By: John Breeden
Game Industry News Editor
There has recently been quite a few puzzle adventure type games that start out in Europe and eventually get ported over to the U.S. market. Cleopatra Riddle Of The Tomb is one of them. However, unlike most of these efforts, this title actually does not do anything wrong. It offers about ten hours of mostly enjoyable gameplay.
The game is set in Ancient Egypt and surprisingly, is historically accurate. Most games figure everything set in Egypt should have hieroglyphics when in fact at the time of Cleopatra, Egypt had long-since been conquered by Alexander The Great. As such, puzzles here use the Greek alphabet. This little twist, positioned right near the start of the game, lets players who know figure out that Cleopatra is going for realism as well as enjoyment.
You play an astrologer working under a master named Akkad, who in turn works directly for Cleopatra. You also happen to be in love with Akkad’s daughter Iris. The game begins when you show up for work and both Akkad and Iris are missing. Given that Cleopatra has launched a civil war against her brother/husband Ptolemy which is tearing up Alexandria at the moment, this is not too surprising. (Although I did not know that Ptolemy was both brother and husband to that crazy Cleo, so that was a bit of a shock.)

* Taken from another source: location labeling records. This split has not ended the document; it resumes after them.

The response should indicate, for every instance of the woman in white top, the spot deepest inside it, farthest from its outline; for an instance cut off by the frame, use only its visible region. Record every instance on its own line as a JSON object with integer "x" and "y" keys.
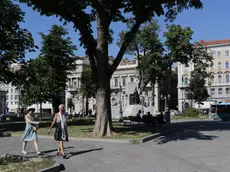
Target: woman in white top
{"x": 61, "y": 133}
{"x": 30, "y": 133}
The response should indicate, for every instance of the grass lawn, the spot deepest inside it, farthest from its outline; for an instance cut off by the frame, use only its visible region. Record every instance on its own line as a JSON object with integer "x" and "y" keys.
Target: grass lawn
{"x": 28, "y": 166}
{"x": 83, "y": 128}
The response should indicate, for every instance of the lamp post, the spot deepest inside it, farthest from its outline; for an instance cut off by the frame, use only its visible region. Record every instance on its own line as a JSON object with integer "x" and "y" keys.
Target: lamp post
{"x": 120, "y": 111}
{"x": 142, "y": 105}
{"x": 167, "y": 64}
{"x": 182, "y": 95}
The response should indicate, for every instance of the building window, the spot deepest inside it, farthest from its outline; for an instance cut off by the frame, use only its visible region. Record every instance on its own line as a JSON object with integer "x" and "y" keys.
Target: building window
{"x": 212, "y": 91}
{"x": 212, "y": 67}
{"x": 124, "y": 81}
{"x": 116, "y": 82}
{"x": 185, "y": 81}
{"x": 131, "y": 79}
{"x": 220, "y": 91}
{"x": 226, "y": 65}
{"x": 219, "y": 78}
{"x": 219, "y": 65}
{"x": 187, "y": 65}
{"x": 227, "y": 78}
{"x": 219, "y": 53}
{"x": 212, "y": 79}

At its heart, Riddle Of The Tomb is a puzzle game, more so than an adventure game. You basically can walk around with impunity (in other words not worrying about getting killed) until you hit a puzzle that needs to be solved. Unlike a really difficult puzzle game where you have to figure out what a puzzle is, here it’s pretty easy. When you hit a wall, sometimes literally, you have found a puzzle.

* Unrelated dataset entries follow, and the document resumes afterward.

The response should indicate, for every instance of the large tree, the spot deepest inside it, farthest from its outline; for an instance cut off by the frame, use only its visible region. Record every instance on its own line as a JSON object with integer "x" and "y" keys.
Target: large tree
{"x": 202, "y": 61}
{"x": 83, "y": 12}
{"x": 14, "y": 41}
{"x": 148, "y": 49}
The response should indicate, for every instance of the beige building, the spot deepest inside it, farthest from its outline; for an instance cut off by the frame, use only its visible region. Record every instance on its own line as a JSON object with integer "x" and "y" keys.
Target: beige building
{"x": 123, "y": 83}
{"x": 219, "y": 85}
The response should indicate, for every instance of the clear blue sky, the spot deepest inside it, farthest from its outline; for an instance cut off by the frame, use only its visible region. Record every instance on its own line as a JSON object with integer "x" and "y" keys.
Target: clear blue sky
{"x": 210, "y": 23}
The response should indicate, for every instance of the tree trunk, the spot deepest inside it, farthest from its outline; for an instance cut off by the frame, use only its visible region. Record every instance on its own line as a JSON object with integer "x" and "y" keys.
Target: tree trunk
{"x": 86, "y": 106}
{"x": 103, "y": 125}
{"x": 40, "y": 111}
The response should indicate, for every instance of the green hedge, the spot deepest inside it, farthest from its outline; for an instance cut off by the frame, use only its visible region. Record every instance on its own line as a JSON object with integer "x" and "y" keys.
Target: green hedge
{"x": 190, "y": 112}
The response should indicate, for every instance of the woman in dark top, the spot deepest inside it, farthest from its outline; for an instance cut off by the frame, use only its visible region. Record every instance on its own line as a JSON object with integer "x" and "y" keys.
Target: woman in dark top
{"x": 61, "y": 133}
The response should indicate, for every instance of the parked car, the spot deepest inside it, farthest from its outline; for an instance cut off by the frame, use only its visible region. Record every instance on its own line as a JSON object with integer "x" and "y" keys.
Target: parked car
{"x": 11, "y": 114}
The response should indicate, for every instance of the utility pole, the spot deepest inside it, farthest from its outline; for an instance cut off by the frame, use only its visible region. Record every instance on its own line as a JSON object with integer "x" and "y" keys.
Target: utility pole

The game does a good job of easing you into the whole puzzle solving adventure. The first puzzles involve trying to find out where you master and girlfriend have gone (or were taken).
The puzzles themselves are fairly diverse and range from combining objects in your inventory to conducting basic research on Egyptian culture to discover, for example, what order to place statues for the ceremony to weigh the soul of a dead person. Almost all the puzzles are connected to Egyptian lore in some way, which adds a nice touch to the atmosphere.